The food begins in the mouth, where he chews to break up the food particles and an enzyme called amylase in saliva begins to break down carbohydrates. Then, the food travels down the esophagus (red). Smooth muscles in the esophagus rhythmically push down food which is a process called peristalsis.
After traveling down the esophagus, the food enters the stomach (yellow), where food is broken down by chemical and mechanical digestion. The inside wall of the stomach is made of smooth muscles that constantly contract to break down the food. Also, an acidic solution is found in the stomach which allows pepsin, an enzyme, to digest proteins.
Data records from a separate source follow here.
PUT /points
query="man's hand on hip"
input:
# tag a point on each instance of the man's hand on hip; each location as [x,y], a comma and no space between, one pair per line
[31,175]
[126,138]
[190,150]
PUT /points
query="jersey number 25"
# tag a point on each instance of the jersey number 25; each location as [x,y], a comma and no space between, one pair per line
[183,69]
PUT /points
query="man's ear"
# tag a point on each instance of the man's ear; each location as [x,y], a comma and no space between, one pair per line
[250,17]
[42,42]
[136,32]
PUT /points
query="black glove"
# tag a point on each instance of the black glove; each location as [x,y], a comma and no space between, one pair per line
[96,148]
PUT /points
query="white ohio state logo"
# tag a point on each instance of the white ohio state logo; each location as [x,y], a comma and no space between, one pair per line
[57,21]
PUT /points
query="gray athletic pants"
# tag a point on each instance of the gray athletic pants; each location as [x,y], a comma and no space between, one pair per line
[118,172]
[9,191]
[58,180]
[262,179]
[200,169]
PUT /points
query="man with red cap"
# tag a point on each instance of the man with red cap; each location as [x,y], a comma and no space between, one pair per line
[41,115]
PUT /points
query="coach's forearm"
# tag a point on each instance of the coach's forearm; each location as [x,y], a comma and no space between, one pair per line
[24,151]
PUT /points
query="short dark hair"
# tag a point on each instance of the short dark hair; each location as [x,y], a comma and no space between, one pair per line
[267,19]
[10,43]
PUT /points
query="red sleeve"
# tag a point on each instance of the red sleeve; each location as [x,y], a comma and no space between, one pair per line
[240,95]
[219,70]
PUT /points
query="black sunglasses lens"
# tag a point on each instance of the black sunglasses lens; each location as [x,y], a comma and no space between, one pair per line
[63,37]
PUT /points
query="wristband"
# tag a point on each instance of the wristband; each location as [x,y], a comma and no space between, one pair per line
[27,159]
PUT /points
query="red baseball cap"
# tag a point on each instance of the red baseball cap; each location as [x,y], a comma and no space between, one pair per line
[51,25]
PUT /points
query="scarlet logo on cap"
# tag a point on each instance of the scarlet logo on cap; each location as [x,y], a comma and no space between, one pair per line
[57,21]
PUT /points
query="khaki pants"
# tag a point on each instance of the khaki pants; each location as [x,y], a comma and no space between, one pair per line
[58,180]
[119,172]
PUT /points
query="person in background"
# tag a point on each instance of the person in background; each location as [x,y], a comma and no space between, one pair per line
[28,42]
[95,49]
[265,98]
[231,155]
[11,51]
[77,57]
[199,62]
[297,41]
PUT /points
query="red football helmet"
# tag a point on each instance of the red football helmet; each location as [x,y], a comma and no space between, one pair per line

After leaving the stomach, the food travels down the small intestine (purple). Here, nutrients from food are absorbed. The pancreas (orange) aids in digestion by producing enzymes that digest carbohydrates, fats, and proteins. The pancreas also produces hormones to regulate blood sugar.
The liver (blue) also helps by producing bile, which breaks down fat. Excess bile is stored in the gallbladder (green). In the small intestine, the inner surface is made of villi, which are fingerlike structures that help increase the surface area for efficient absorption of nutrients. After nutrients are absorbed from the food, the semiliquid form is called chyme. Sources: Biology Textbook http://loveyourgut.com/all-entries/bacteria-and-the-large-intestine/
After the small intestine, the chyme enters the large intestine (light blue). The colon of the large intestine absorbs water and has bacteria that aids in further digestion and produce useful nutrients like vitamin K and B. The rest of the indigestible material is moved to the rectum as feces, where it is stored until eliminated through the anus.